The second match of the Ashes started this morning, one day late. Rain washed out the entire first day, and so it is now a four day Test, with a follow-on score of 150 (if a team fails, in their first innings, to get within 150 (normally 100) runs of their opponents, then their opponents can make them bat again immediately).
Four day Tests have been in the news a lot. The ICC likes them. Sponsors and television networks like them. But there is a lot of hand wringing among the cricket faithful, as five day Tests are tradition and shortening them is just another nail in Test cricket’s coffin, as the game stumbles into franchise Twenty20 oblivion.
But they are only half right.
The five day Test is the rule now — though that is changing as the ICC sprinkles in four day Tests — but it has not been for the entire existence of the format dating back to 1877. Not even close. it’s only been five days consistently since the 80s. Before that there were four day Tests and six day Tests (with a rest day). And going further back: prior to 1939 there were timeless Tests, where there was no limit on how many days it could go. The goal was just to producer a winner. There were 99 of them between 1877 and 1939, and during that time all Tests in Australia were timeless.
South Africa and England played the last timeless test in Durban in 1939, and it was the only one to finish in a draw, and is also the longest cricket match ever: 12 days with nine of those seeing play and the rest washed out due to weather. South Africa had set a score of 696 for England to chase down. They got all the way to 654 and had five wickets in hand, but they had to scurry off to catch their boat home. An interesting footnote to this story is that the England side featured Hedley Verity and Ken Farnes, both of whom were killed during World War Two. Verity was wounded in Sicily and taken prisoner, later dying on the Italian mainland. Farnes was a pilot and was killed when his plane crashed during an exercise near Oxfordshire.

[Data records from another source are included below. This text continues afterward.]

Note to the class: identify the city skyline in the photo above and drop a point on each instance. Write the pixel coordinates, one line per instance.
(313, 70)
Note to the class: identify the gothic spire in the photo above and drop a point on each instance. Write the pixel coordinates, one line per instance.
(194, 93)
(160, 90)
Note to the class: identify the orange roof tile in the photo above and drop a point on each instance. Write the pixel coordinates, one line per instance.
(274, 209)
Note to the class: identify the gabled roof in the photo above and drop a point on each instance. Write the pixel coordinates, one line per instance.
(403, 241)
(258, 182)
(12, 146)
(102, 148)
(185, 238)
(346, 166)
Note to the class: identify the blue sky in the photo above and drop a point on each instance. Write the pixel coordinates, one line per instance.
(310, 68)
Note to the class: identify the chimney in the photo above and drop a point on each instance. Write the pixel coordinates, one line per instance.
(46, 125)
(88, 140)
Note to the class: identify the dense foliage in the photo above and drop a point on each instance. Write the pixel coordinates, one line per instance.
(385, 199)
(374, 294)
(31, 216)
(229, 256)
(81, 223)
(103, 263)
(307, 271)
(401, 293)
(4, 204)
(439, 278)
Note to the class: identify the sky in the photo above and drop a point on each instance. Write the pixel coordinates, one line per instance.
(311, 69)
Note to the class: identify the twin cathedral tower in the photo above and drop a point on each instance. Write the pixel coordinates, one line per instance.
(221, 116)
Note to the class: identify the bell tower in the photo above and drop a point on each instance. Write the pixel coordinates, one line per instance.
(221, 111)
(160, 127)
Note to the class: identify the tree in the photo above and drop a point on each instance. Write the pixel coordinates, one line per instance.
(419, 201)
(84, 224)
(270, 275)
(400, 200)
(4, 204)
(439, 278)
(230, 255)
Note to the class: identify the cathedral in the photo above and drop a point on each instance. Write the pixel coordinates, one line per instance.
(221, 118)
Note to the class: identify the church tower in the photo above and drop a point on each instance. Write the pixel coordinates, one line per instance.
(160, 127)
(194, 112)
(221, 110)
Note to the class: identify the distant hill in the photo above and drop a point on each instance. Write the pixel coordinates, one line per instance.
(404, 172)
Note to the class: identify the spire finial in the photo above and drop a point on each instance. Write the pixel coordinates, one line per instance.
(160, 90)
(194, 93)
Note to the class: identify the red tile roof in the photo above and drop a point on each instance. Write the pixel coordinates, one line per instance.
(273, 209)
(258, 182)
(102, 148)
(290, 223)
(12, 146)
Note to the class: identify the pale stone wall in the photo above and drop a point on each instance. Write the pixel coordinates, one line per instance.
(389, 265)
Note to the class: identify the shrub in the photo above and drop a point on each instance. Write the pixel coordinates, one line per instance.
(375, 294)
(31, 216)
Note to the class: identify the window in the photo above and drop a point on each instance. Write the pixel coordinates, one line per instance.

All of this — including the anecdote above — goes to show that cricket is always changing, as is the rest of the world. It is okay to allow it to change, even if the reason behind that change — the almighty dollar, usually — is less than ideal. Cricket changes, evolves, and it does it to survive. Which it has. Most admirably. It has lasted through wars and its players dying in those wars and Kerry Packer and the underarm incident. It just keeps chugging away, adapting when it needs to, and chugging along some more. It’s really remarkable when you think about it. The game is night and day from what it was just 50 years ago. No other sport can say that, at least not to the degree that cricket can. And I see that as a strength not a weakness. A lot of games are far too overly reliant on tradition, to their own detriment. Cricket respects its traditions, but also understands that it’s okay to go against them, if the ever changing world requires it.
I didn’t mean to turn this into a defense of the four day Test. Mostly because I get the argument that shortening Tests is a dangerous road toward a slippery slope, and I often share that opinion, especially when it comes to the invasive species that is franchise T20 cricket. But I also have believe in cricket, in the sturdiness of the game to survive, evolve, and survive some more. And so I also welcome change, because that’s what cricket does. It changes. It’s what it’s always done. And 142 years later they are still playing Test cricket. You can’t argue with a stat like that.